= Rosalys Hall =

American children's author (1914–2006)

Rosalys Haskell Hall (March 27, 1914 – April 17, 2006) was an American author of children's books.

Hall was seven times descended from Roger Williams and the great-grand niece of Maud Howe Elliott. She attended Ecole Sevigne, in Paris, France, New Jersey College for Women, and Ethical Culture Norman Training School.
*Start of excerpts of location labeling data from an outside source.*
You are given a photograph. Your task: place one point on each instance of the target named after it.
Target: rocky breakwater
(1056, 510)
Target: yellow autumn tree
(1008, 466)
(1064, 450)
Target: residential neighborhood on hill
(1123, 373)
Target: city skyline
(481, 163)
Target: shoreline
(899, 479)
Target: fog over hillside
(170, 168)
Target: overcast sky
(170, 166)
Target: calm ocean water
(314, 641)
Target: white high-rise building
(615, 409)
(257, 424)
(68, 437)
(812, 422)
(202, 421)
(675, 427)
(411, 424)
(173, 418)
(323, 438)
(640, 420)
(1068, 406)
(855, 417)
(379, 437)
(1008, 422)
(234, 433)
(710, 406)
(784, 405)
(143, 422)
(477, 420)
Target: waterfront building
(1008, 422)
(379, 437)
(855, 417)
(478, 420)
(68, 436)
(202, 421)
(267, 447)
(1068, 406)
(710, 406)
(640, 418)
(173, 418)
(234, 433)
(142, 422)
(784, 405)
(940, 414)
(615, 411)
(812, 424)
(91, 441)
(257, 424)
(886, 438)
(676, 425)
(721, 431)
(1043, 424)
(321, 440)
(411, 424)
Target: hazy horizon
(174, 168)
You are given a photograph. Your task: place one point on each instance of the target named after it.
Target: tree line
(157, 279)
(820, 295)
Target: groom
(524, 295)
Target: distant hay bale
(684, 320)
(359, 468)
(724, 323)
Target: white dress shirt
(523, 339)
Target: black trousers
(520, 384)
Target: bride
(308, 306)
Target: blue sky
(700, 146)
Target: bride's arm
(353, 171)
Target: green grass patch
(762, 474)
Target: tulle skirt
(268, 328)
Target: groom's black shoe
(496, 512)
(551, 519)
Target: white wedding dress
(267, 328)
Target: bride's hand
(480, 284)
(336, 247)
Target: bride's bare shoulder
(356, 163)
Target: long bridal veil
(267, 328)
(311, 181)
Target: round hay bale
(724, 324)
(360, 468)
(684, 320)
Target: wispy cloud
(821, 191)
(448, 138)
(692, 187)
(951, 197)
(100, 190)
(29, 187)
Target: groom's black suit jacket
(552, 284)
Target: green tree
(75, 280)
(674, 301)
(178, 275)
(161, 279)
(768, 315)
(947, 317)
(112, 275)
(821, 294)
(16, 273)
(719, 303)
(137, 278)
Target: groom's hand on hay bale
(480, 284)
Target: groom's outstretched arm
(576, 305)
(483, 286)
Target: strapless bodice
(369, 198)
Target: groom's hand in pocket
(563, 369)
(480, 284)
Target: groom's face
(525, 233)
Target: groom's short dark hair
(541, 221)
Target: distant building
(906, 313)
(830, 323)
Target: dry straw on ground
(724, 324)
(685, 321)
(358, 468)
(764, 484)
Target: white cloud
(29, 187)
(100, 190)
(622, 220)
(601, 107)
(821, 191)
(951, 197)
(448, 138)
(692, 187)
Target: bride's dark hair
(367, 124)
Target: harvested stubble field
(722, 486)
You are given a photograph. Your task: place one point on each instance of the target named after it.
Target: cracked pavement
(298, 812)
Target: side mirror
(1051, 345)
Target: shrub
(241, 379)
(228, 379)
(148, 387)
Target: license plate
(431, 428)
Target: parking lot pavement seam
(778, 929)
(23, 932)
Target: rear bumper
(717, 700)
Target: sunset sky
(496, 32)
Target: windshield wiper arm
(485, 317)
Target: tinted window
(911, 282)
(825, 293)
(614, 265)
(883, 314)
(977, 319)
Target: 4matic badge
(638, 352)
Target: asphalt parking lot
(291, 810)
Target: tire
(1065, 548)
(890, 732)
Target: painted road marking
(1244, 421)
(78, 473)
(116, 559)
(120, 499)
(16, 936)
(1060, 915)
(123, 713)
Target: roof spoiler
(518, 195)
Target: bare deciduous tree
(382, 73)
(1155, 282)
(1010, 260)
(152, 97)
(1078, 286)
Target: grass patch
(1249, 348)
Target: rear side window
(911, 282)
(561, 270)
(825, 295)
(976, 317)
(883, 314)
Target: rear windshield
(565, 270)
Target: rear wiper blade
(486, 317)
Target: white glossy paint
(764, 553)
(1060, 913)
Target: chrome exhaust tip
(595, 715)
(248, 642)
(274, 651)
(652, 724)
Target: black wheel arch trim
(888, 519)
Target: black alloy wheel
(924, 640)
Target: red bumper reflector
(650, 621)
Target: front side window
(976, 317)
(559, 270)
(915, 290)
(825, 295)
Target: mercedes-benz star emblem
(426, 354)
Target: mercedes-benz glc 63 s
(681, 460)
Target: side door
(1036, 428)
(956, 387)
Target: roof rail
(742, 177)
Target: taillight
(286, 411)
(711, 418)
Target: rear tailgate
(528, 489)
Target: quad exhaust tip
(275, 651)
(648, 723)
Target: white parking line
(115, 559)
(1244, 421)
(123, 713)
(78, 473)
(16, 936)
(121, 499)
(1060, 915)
Hall was a seller of children's books in New York at Doubleday Bookshop, from 1938-1944; and at Longman's, Green & Co. (now merged with David McKay Co., Inc., under McKay name) she worked as editor in Children's Book Department beginning in 1944. She was the fourth generation to write books beginning with Julia Ward Howe, author of "The Battle Hymn of the Republic". She was the published author of seventeen children's books. Several of her books were illustrated by Kurt Werth.

== Books ==

- No Ducks For Dinner; story by Rosalys Hall; Pictures by Kurt Werth. 1953. Oxford Univ. Press.
- The three beggar kings. by Rosalys Haskell Hall; Kurt Werth. Publisher: New York, Random House [1974]
- A bone for Jonesy by Rosalys Haskell Hall; Publisher: Newport, R.I. : Privately printed, 2004.
- The bright and shining breadboard, by Rosalys Haskell Hall; Kurt Werth. Publisher: New York, Lothrop, Lee & Shepard [1969]
- Miranda's dragon, by Rosalys Haskell Hall; Kurt Werth. Publisher: New York, McGraw-Hill [1968]
- Saint Nicholas by Rosalys Haskell Hall; Ilse Buchert Nesbitt; Publisher: Newport, R.I. : printed at the Third & Elm Press, 1980.
- Animal hide and seek, by Julia Ward Howe Hall; Rosalys Haskell Hall; Publisher: New York, Lothrop, Lee & Shepard, 1958.
- Seven for Saint Nicholas. by Rosalys Haskell Hall; Publisher: Philadelphia, Lippincott [1958]
- The merry miller by Rosalys Haskell Hall; Publisher: New York Oxford University Press 1952.
- Young fancy. by Rosalys Haskell Hall; Publisher: New York, Longmans, Green, 1960.